BestJuly / Pretext-Contrastive-Learning

Official codes for paper "Pretext-Contrastive Learning: Toward Good Practices in Self-supervised Video Representation Leaning".
13 stars 2 forks source link

kinetics pretrained models #1

Open fmthoker opened 2 years ago

fmthoker commented 2 years ago

Thanks for the code. Can you please share kinetics pretrained models. I want to include your paper in my experimental study.

BestJuly commented 2 years ago

Hi, @fmthoker. Thank you for your interest.

I am busy with a lot of things for a long time. And I do not update this repo although we actually plan to make all codes & trained models public. Sorry for that.

We have reported two models (ResNet-18-3D and R(2+1)D-18-3D) pretrained on Kinetics400. As you requested, I will check the trained models in our server and update the Kinetics-400 pretrained model by the end of this week.

fmthoker commented 2 years ago

Thanks for the quick response, sure I can understand that. Please make sure to upload the R(2+1)D-18-3D) pretrained on Kinetics400 as that is of our main interest at the moment.

BestJuly commented 2 years ago

Hi, @fmthoker. I have uploaded the requested checkpoint to google drive, which is pretrained using our methods and can be used to downstream tasks by finetuning. Please note that the reported retreival accucacies in the paper are not based on this model, but you can still get good retrieval accuracies (in my exp, 45.4% at top1). For this part, you need to modify the retrieve_clips.py.

If you have other usage in your own experiments, also please pay attention to the checkpoint dict. You may need to write a function similar to this to adjust names.

There are two different kinds of R2plus1D in my codes and R(2+1)D-18-3D is defined here.

The current retrieve_clips.py and ft_classify.py still do not support R(2+1)D-18-3D. But the usage is similar to other network backbones and it would be easy to modify for experiments.

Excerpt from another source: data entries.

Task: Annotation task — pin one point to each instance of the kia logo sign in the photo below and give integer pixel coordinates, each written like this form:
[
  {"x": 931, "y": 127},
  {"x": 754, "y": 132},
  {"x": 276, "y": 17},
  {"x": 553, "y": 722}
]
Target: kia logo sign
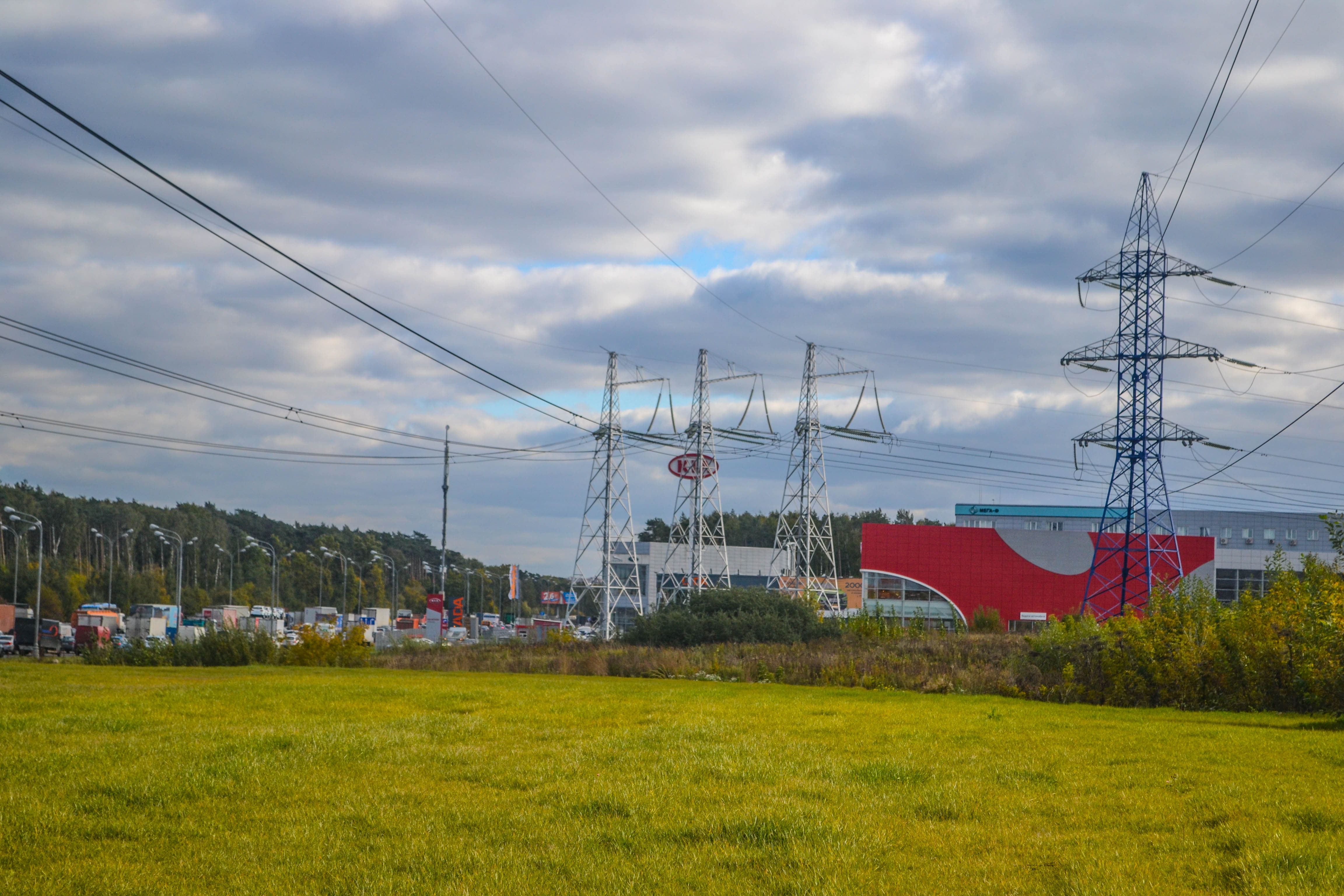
[{"x": 693, "y": 467}]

If you need further help, I am glad to share part of my code here. However, the update of this repo might be delayed because recently, I am afraid I could not find time to refactor codes for a published version.

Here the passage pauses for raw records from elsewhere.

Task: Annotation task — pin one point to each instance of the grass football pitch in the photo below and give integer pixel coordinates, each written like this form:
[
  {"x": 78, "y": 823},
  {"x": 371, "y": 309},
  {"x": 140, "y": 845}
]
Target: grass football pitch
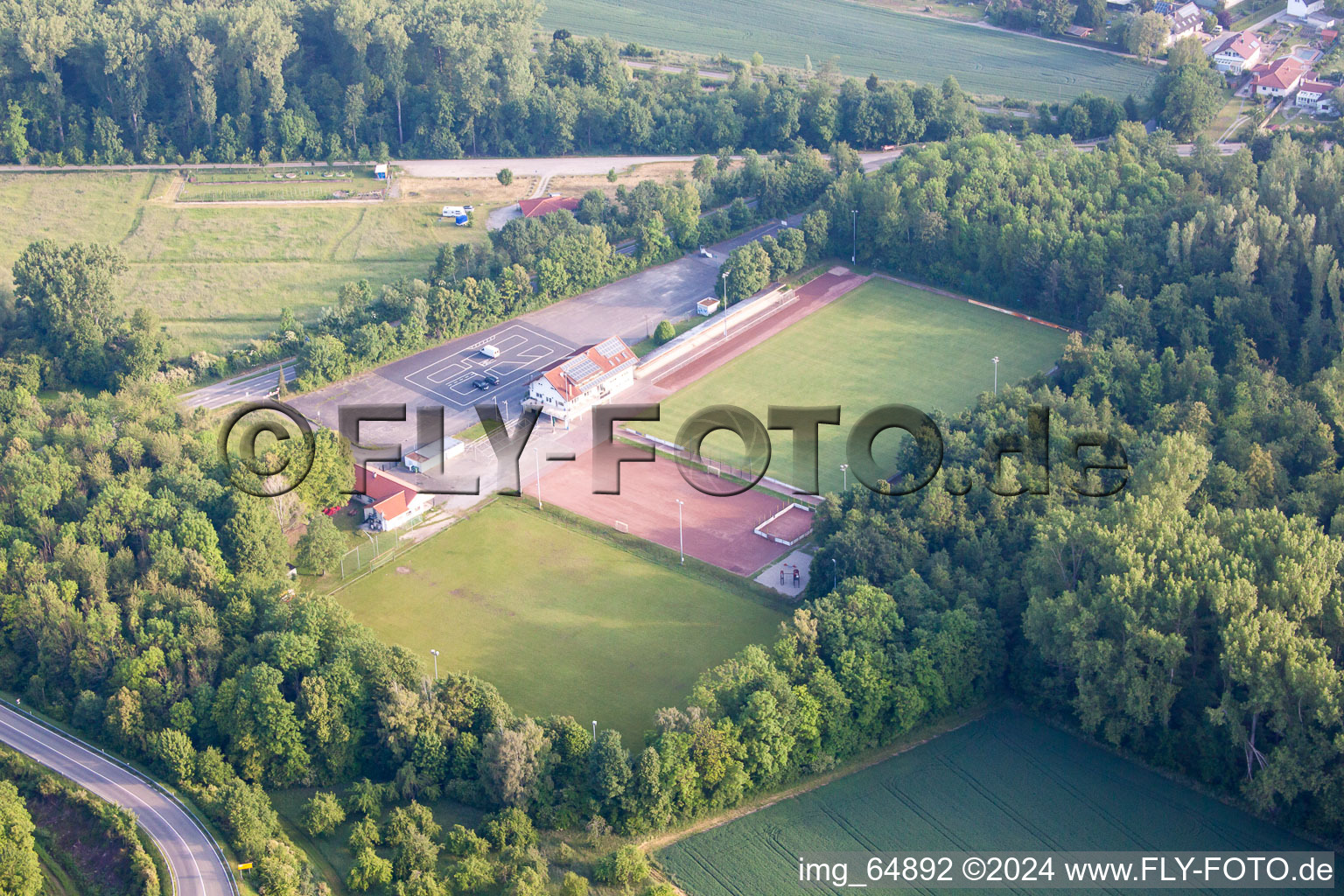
[
  {"x": 561, "y": 621},
  {"x": 862, "y": 39},
  {"x": 217, "y": 274},
  {"x": 1004, "y": 782},
  {"x": 882, "y": 343}
]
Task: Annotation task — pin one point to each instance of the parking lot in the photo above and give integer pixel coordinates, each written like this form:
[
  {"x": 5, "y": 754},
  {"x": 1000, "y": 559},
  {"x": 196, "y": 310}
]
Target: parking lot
[
  {"x": 522, "y": 352},
  {"x": 444, "y": 375}
]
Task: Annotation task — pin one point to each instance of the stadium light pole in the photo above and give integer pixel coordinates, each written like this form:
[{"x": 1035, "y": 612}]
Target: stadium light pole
[
  {"x": 724, "y": 303},
  {"x": 536, "y": 456},
  {"x": 680, "y": 539}
]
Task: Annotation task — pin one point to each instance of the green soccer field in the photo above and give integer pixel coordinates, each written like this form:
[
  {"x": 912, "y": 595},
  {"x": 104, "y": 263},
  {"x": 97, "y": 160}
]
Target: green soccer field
[
  {"x": 883, "y": 343},
  {"x": 1004, "y": 782},
  {"x": 561, "y": 621},
  {"x": 862, "y": 39},
  {"x": 220, "y": 276}
]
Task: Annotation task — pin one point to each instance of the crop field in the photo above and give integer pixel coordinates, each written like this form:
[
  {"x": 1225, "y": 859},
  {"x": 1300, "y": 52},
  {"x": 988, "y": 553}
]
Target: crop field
[
  {"x": 862, "y": 39},
  {"x": 561, "y": 621},
  {"x": 301, "y": 185},
  {"x": 883, "y": 343},
  {"x": 1004, "y": 782},
  {"x": 218, "y": 276}
]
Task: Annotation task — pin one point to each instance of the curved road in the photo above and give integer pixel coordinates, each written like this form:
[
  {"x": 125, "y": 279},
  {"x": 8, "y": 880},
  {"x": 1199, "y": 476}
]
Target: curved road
[{"x": 197, "y": 866}]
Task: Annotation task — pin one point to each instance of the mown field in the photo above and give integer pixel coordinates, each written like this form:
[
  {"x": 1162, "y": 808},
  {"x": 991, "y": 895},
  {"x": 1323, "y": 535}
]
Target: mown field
[
  {"x": 218, "y": 276},
  {"x": 561, "y": 621},
  {"x": 1004, "y": 782},
  {"x": 860, "y": 39},
  {"x": 883, "y": 343}
]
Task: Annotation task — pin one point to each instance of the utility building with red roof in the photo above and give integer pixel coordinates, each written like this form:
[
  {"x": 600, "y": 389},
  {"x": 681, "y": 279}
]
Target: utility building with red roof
[
  {"x": 388, "y": 501},
  {"x": 588, "y": 378}
]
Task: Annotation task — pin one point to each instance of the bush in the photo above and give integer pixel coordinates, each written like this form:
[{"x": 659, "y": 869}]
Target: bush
[
  {"x": 624, "y": 868},
  {"x": 323, "y": 815}
]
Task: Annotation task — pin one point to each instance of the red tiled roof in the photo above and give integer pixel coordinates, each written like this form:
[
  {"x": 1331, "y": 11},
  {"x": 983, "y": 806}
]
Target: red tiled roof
[
  {"x": 1281, "y": 73},
  {"x": 1243, "y": 45},
  {"x": 391, "y": 494},
  {"x": 546, "y": 205},
  {"x": 393, "y": 506},
  {"x": 588, "y": 367}
]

fmthoker commented 2 years ago

Thanks for sharing the models. I would try to adapt retrieve_clips.py and ft_classify.py for R(2+1)D-18-3D and get back to you in case of any problems. One question though, you mention that there are 2 R2plus1D models, is there a difference between the two?

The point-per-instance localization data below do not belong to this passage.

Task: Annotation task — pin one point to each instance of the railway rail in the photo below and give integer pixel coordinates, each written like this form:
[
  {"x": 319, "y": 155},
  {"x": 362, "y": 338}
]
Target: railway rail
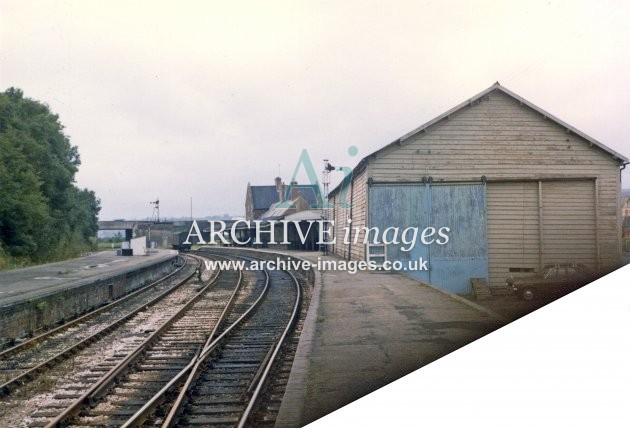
[
  {"x": 23, "y": 362},
  {"x": 216, "y": 354}
]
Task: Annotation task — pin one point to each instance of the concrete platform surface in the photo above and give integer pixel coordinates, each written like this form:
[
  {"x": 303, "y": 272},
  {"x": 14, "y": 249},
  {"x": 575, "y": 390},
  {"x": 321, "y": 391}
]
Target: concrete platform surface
[
  {"x": 24, "y": 284},
  {"x": 366, "y": 330}
]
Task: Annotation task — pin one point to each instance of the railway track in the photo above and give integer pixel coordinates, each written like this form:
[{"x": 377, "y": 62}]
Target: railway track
[
  {"x": 213, "y": 355},
  {"x": 25, "y": 361},
  {"x": 126, "y": 381}
]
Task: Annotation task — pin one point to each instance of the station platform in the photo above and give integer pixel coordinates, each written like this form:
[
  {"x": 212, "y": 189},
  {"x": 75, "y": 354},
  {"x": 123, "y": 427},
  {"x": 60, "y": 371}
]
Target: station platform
[
  {"x": 367, "y": 329},
  {"x": 26, "y": 284}
]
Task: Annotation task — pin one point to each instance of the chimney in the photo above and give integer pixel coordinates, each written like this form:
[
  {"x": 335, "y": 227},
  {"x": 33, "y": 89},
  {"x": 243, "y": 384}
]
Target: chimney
[{"x": 280, "y": 189}]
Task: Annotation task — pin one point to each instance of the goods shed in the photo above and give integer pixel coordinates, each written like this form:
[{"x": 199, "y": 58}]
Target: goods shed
[{"x": 517, "y": 187}]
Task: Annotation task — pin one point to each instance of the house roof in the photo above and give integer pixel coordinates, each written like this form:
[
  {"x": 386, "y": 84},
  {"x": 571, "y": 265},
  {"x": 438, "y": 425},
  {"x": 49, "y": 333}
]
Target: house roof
[
  {"x": 305, "y": 215},
  {"x": 263, "y": 196},
  {"x": 496, "y": 87},
  {"x": 309, "y": 192}
]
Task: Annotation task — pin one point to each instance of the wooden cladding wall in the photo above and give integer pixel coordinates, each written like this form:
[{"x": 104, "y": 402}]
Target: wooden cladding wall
[
  {"x": 532, "y": 224},
  {"x": 503, "y": 140}
]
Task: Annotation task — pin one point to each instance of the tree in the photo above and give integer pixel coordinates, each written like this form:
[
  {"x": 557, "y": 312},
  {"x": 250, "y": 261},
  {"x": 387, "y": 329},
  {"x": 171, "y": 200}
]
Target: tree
[{"x": 43, "y": 215}]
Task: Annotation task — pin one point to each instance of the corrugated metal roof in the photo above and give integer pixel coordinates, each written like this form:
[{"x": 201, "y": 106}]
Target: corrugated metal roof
[
  {"x": 309, "y": 192},
  {"x": 305, "y": 215},
  {"x": 617, "y": 156}
]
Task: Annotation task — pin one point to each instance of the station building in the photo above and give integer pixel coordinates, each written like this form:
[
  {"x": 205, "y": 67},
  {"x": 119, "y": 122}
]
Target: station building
[{"x": 518, "y": 188}]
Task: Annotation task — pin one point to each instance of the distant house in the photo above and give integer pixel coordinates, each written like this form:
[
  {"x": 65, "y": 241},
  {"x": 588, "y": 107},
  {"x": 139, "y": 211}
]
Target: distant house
[
  {"x": 296, "y": 203},
  {"x": 258, "y": 199},
  {"x": 261, "y": 202}
]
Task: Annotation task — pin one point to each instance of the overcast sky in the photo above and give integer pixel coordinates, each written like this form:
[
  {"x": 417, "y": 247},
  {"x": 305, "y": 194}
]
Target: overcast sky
[{"x": 196, "y": 99}]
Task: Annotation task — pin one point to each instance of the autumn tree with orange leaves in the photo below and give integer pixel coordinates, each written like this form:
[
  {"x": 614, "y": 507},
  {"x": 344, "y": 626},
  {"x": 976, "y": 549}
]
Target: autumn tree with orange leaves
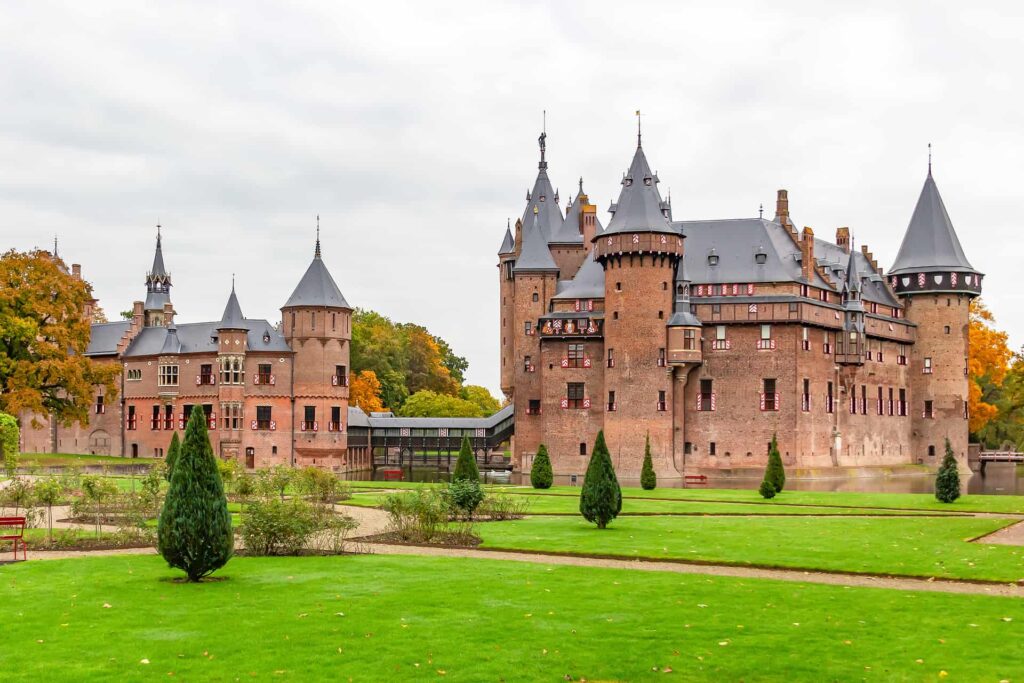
[
  {"x": 365, "y": 391},
  {"x": 43, "y": 337},
  {"x": 988, "y": 363}
]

BestJuly commented 2 years ago

Yes, the main differences lie to the model depth. R2plus1D means models with similar architecture to ResNet but using (2+1)D instead of 3D. R3D and R21D were mentioned in some previous works such as VCP/VCOP/etc., where the network depth is shallower compared to ResNet-18-3D (in some papers, they call 3D-ResNet-18). The layer numbers for each block of ResNet-18 is (2,2,2,2) while in R3D and R21D, these numbers are (1,1,1,1). You can check the layer sizes here.

To use ResNet-18-3D and R2Plus1D, a convenient way is to directly use models provided by torchvision with pretrained=False for self-supervised learning. Therefore, the network archtecture of my provided model weights are defined in network.py, NOT in r21d.py.

fmthoker commented 2 years ago

Thanks for your help so far, I managed to run and use your R2Plus1D model. Can you please share the Kinetics400 pre-trained ResNet-18-3D too?